Over the past few months, DBS has been encouraging cash-based merchants such as hawker stalls, wet-market vendors and neighbourhood stores to adopt its PayLah QR codes as a payment method.
A DBS spokesman said that as of Wednesday, more than 1,000 merchants have come on board, compared with some 700 in July. Most of them are food stalls at hawker centres and neighbourhood stores.
DBS pointed out that PayLah is currently free for merchants and there is no fee for any PayLah transactions, whether via mobile phone numbers or QR codes.
Memories' Mr Lim said he did consider PayLah but decided against it as transactions go through personal bank accounts instead of corporate accounts.
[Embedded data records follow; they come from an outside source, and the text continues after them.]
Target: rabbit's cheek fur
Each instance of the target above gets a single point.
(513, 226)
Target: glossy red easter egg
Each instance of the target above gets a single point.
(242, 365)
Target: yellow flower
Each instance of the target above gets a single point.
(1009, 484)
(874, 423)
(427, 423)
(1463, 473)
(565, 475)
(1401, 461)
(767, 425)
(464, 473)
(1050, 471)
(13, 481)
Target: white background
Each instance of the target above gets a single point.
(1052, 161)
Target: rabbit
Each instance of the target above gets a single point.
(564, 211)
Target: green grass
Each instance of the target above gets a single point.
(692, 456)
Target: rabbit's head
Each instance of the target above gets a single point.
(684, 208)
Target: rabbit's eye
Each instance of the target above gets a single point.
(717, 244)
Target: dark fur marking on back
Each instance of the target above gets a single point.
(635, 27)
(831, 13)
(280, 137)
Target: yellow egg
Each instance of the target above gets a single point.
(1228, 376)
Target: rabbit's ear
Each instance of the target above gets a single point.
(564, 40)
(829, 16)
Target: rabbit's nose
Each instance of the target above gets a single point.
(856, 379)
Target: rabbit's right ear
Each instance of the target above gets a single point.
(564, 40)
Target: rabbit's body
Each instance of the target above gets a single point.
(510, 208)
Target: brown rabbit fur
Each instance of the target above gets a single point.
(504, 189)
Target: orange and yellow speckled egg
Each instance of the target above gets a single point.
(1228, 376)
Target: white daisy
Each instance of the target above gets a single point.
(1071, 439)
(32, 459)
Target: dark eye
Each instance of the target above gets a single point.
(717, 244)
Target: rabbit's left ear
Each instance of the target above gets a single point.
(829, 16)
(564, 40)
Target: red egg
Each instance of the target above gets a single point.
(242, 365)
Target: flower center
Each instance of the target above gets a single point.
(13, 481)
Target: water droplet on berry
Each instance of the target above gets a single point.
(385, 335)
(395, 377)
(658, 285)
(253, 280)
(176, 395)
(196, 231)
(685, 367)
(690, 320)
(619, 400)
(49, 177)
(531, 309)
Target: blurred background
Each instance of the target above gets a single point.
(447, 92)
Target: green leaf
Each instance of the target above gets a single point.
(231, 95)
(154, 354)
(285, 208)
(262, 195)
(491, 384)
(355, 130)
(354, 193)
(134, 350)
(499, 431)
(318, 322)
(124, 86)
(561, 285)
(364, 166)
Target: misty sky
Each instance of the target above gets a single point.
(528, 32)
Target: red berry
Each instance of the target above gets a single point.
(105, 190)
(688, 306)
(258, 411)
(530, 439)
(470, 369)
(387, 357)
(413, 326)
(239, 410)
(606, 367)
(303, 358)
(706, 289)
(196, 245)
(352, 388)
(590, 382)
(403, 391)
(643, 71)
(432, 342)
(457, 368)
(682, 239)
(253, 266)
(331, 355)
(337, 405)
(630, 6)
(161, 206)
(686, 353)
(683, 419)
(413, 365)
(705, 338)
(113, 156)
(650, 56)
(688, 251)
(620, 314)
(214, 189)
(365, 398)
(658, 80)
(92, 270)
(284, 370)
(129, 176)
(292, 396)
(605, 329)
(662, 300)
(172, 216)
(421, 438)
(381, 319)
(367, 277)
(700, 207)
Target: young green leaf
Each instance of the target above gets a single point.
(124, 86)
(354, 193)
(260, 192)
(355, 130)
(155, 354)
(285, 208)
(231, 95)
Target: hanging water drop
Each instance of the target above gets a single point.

The DBS spokesman said it is designed for P2P usage but the bank is "working on a corporate solution, to be rolled out in the near future".
Some merchants have given feedback to DBS that since customers do not choose to use PayLah, especially when there are other options such as credit cards or cash, the merchants see no point in signing up for such banking apps.
Tech firm Razer, when asked if these issues will be considered in the proposal for a nationwide e-payment system it is working on, said it had no comment but "will share more information when we are ready".
Singapore's payments council is working on a QR code that can be read by any customer in Singapore, regardless of which banking app he is using, a move that will facilitate e-payments.
Said Demochoco's Mr Lim: "I say this like a broken record but there's a correlation. You need to consider that as a merchant, if I'm facing such fees, it's hard for me to sell using a certain platform and I'll just take myself out of the ecosystem.
"If you're a popular chicken rice stall here, it's unlikely you will care whether you take card or cash."